Re: [PATCH] arm64: uprobes: Simulate STP for pushing fp/lr into user stack

Andrii Nakryiko <andrii.nakryiko@xxxxxxxxx> · Fri, 25 Oct 2024 13:51:14 -0700

On Thu, Oct 24, 2024 at 7:06 AM Mark Rutland <mark.rutland@xxxxxxx> wrote:
>
> On Tue, Sep 10, 2024 at 06:04:07AM +0000, Liao Chang wrote:
> > This patch is the second part of a series to improve the selftest bench
> > of uprobe/uretprobe [0]. The lack of simulating 'stp fp, lr, [sp, #imm]'
> > significantly impact uprobe/uretprobe performance at function entry in
> > most user cases. Profiling results below reveals the STP that executes
> > in the xol slot and trap back to kernel, reduce redis RPS and increase
> > the time of string grep obviously.
> >
> > On Kunpeng916 (Hi1616), 4 NUMA nodes, 64 Arm64 cores@2.4GHz.
> >
> > Redis GET (higher is better)
> > ----------------------------
> > No uprobe: 49149.71 RPS
> > Single-stepped STP: 46750.82 RPS
> > Emulated STP: 48981.19 RPS
> >
> > Redis SET (larger is better)
> > ----------------------------
> > No uprobe: 49761.14 RPS
> > Single-stepped STP: 45255.01 RPS
> > Emulated stp: 48619.21 RPS
> >
> > Grep (lower is better)
> > ----------------------
> > No uprobe: 2.165s
> > Single-stepped STP: 15.314s
> > Emualted STP: 2.216s
>
> The results for grep are concerning.
>
> In theory, the overhead for stepping should be roughly double the
> overhead for emulating, assuming the exception-entry and
> exception-return are the dominant cost.
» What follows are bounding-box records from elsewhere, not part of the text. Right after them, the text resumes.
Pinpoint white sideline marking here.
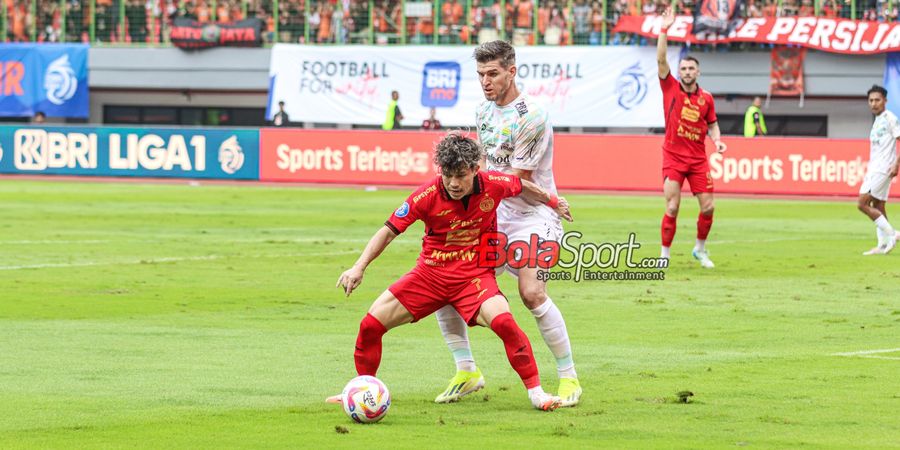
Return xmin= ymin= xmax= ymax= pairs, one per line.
xmin=0 ymin=250 xmax=357 ymax=270
xmin=831 ymin=348 xmax=900 ymax=361
xmin=0 ymin=239 xmax=109 ymax=245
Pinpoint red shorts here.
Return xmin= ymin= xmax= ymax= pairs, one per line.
xmin=388 ymin=266 xmax=503 ymax=325
xmin=663 ymin=156 xmax=713 ymax=195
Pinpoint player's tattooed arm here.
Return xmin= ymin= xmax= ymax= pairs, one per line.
xmin=709 ymin=122 xmax=728 ymax=153
xmin=656 ymin=7 xmax=675 ymax=78
xmin=519 ymin=180 xmax=573 ymax=222
xmin=335 ymin=226 xmax=397 ymax=297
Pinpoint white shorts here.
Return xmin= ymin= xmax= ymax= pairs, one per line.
xmin=859 ymin=171 xmax=891 ymax=201
xmin=497 ymin=205 xmax=563 ymax=277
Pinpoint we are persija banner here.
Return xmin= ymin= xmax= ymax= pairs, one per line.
xmin=260 ymin=128 xmax=900 ymax=196
xmin=613 ymin=16 xmax=900 ymax=55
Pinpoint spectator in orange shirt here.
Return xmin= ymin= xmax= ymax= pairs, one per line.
xmin=317 ymin=3 xmax=334 ymax=43
xmin=422 ymin=108 xmax=441 ymax=130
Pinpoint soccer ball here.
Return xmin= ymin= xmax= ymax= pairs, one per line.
xmin=341 ymin=375 xmax=391 ymax=423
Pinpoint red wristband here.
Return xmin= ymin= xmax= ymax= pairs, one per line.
xmin=547 ymin=194 xmax=559 ymax=209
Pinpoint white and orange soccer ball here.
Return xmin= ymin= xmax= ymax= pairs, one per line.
xmin=341 ymin=375 xmax=391 ymax=423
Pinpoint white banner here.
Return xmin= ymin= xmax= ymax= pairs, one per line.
xmin=267 ymin=44 xmax=678 ymax=128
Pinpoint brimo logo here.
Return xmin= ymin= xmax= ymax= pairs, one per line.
xmin=477 ymin=231 xmax=669 ymax=282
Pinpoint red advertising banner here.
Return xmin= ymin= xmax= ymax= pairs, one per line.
xmin=260 ymin=128 xmax=900 ymax=196
xmin=769 ymin=47 xmax=806 ymax=97
xmin=613 ymin=16 xmax=900 ymax=55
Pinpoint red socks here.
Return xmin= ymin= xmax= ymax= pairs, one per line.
xmin=660 ymin=214 xmax=676 ymax=247
xmin=353 ymin=314 xmax=387 ymax=377
xmin=697 ymin=214 xmax=712 ymax=241
xmin=491 ymin=312 xmax=541 ymax=389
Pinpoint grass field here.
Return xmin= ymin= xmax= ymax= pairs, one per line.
xmin=0 ymin=179 xmax=900 ymax=449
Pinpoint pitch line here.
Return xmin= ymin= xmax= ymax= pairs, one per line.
xmin=0 ymin=250 xmax=358 ymax=270
xmin=831 ymin=348 xmax=900 ymax=361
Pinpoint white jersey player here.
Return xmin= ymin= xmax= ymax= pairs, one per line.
xmin=435 ymin=41 xmax=582 ymax=406
xmin=475 ymin=93 xmax=563 ymax=246
xmin=857 ymin=85 xmax=900 ymax=255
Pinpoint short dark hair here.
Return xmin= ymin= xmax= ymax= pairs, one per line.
xmin=472 ymin=40 xmax=516 ymax=68
xmin=434 ymin=131 xmax=481 ymax=173
xmin=681 ymin=55 xmax=700 ymax=67
xmin=866 ymin=84 xmax=887 ymax=98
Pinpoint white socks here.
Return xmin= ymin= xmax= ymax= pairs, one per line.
xmin=694 ymin=239 xmax=706 ymax=252
xmin=435 ymin=297 xmax=578 ymax=380
xmin=531 ymin=297 xmax=578 ymax=378
xmin=875 ymin=215 xmax=894 ymax=243
xmin=435 ymin=305 xmax=475 ymax=372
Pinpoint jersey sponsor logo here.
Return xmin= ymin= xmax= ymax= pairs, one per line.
xmin=413 ymin=184 xmax=437 ymax=204
xmin=445 ymin=228 xmax=481 ymax=247
xmin=394 ymin=202 xmax=409 ymax=219
xmin=677 ymin=124 xmax=702 ymax=141
xmin=516 ymin=102 xmax=528 ymax=117
xmin=616 ymin=61 xmax=649 ymax=110
xmin=478 ymin=196 xmax=494 ymax=212
xmin=681 ymin=105 xmax=700 ymax=122
xmin=487 ymin=153 xmax=509 ymax=167
xmin=450 ymin=217 xmax=482 ymax=230
xmin=426 ymin=249 xmax=478 ymax=265
xmin=422 ymin=61 xmax=462 ymax=108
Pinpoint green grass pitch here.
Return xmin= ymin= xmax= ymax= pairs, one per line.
xmin=0 ymin=179 xmax=900 ymax=449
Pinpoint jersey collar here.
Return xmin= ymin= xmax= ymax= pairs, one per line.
xmin=438 ymin=170 xmax=481 ymax=201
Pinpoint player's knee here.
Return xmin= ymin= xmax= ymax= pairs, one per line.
xmin=856 ymin=199 xmax=869 ymax=213
xmin=519 ymin=285 xmax=547 ymax=309
xmin=666 ymin=203 xmax=678 ymax=217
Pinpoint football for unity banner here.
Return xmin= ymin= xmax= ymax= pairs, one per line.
xmin=613 ymin=16 xmax=900 ymax=55
xmin=0 ymin=44 xmax=89 ymax=117
xmin=266 ymin=44 xmax=678 ymax=128
xmin=0 ymin=126 xmax=259 ymax=180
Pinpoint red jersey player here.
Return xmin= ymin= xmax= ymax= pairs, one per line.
xmin=338 ymin=134 xmax=571 ymax=411
xmin=656 ymin=8 xmax=727 ymax=269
The cost of stepping should be
> trivial.
>
> Those results show emulating adds 0.051s (for a ~2.4% overhead), while
> stepping adds 13.149s (for a ~607% overhead), meaning stepping is 250x
> more expensive.
>
> Was this tested bare-metal, or in a VM?

Hey Mark, I hope Liao will have a chance to reply, I don't know the
details of his benchmarking. But I can try to give you my numbers and
maybe answer a few questions, hopefully that helps move the
conversation forward.

So, first of all, I did a quick benchmark on bare metal (without
Liao's optimization, though), here are my results:

uprobe-nop            ( 1 cpus):    2.334 ± 0.011M/s  (  2.334M/s/cpu)
uprobe-push           ( 1 cpus):    2.321 ± 0.010M/s  (  2.321M/s/cpu)
uprobe-ret            ( 1 cpus):    4.144 ± 0.041M/s  (  4.144M/s/cpu)

uretprobe-nop         ( 1 cpus):    1.684 ± 0.004M/s  (  1.684M/s/cpu)
uretprobe-push        ( 1 cpus):    1.736 ± 0.003M/s  (  1.736M/s/cpu)
uretprobe-ret         ( 1 cpus):    2.502 ± 0.006M/s  (  2.502M/s/cpu)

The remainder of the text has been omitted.